My wife, however, often raises a practical question. What purpose does an obituary serve to the dead, she asks. Why not write about people while they are still alive?

Her argument has merit. In fact, it was her reasoning that prompted me to write a long profile of Dua Saab—my benefactor in journalism—a few months ago. When the article appeared, he read it and thanked me over the phone for the “kind words” I had written. I asked him whether any corrections were necessary. He said there were none.

When the news of his passing reached me recently, I simply reworked that earlier profile into an obituary and posted it on Facebook. Because much of the material was already there, I was able to publish it within minutes.

That, of course, explains why Gouridasan Nair felt he had read the piece earlier. In a sense, he had.

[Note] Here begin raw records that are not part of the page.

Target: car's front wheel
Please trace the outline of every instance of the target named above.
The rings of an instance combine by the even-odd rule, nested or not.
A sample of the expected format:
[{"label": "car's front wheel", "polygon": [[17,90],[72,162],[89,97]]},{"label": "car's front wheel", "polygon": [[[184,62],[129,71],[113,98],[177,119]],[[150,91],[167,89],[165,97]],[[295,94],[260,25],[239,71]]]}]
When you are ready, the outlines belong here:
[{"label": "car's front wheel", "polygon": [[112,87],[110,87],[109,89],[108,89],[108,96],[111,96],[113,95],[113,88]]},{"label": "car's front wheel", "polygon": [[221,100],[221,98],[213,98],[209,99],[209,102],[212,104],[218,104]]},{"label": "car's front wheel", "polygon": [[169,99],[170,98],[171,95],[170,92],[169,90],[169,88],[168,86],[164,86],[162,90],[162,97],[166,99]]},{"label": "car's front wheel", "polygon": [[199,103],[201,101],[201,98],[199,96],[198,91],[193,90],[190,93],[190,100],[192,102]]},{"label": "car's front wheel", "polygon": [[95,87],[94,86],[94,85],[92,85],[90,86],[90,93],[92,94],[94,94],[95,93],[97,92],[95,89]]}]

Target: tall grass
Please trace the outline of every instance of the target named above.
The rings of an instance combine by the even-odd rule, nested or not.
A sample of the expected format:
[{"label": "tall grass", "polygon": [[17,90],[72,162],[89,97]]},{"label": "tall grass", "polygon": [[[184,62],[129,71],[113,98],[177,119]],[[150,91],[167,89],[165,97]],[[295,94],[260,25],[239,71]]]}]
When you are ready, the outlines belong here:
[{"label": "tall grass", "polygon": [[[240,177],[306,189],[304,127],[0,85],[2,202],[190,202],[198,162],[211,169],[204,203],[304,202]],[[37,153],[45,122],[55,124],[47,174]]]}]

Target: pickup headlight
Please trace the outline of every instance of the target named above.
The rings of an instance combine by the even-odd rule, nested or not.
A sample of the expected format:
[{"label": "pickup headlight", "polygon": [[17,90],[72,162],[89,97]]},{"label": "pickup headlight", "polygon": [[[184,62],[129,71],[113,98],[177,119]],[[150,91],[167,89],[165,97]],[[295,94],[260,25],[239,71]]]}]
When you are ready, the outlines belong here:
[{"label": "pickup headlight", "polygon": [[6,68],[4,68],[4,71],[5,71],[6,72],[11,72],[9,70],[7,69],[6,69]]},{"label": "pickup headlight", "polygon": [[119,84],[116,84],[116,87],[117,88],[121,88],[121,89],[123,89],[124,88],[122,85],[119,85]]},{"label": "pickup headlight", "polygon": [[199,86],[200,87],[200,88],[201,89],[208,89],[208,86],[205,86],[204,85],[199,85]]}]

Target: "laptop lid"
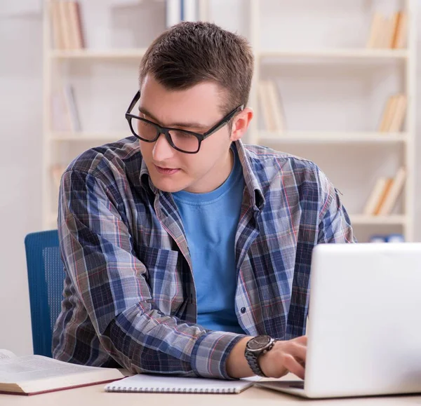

Meanwhile, a young journalist friend, Santhosh Joy, has been persistently urging me to collect my obituaries and publish them as an anthology. He believes the stories deserve to be preserved between the covers of a book. I have so far resisted the idea, partly because writing obituaries is not something one consciously sets out to do; they arise out of moments of loss, memory and reflection.

Yet Santhosh may have a point. Over the years, these pieces have recorded the lives of people—famous and obscure—whose paths happened to cross mine. Together they form a quiet archive of lives lived, remembered not for their titles alone but for the human stories they carried.

In writing them, I have merely tried to record, with affection and gratitude, the lives and influences of people who meant something to those around them.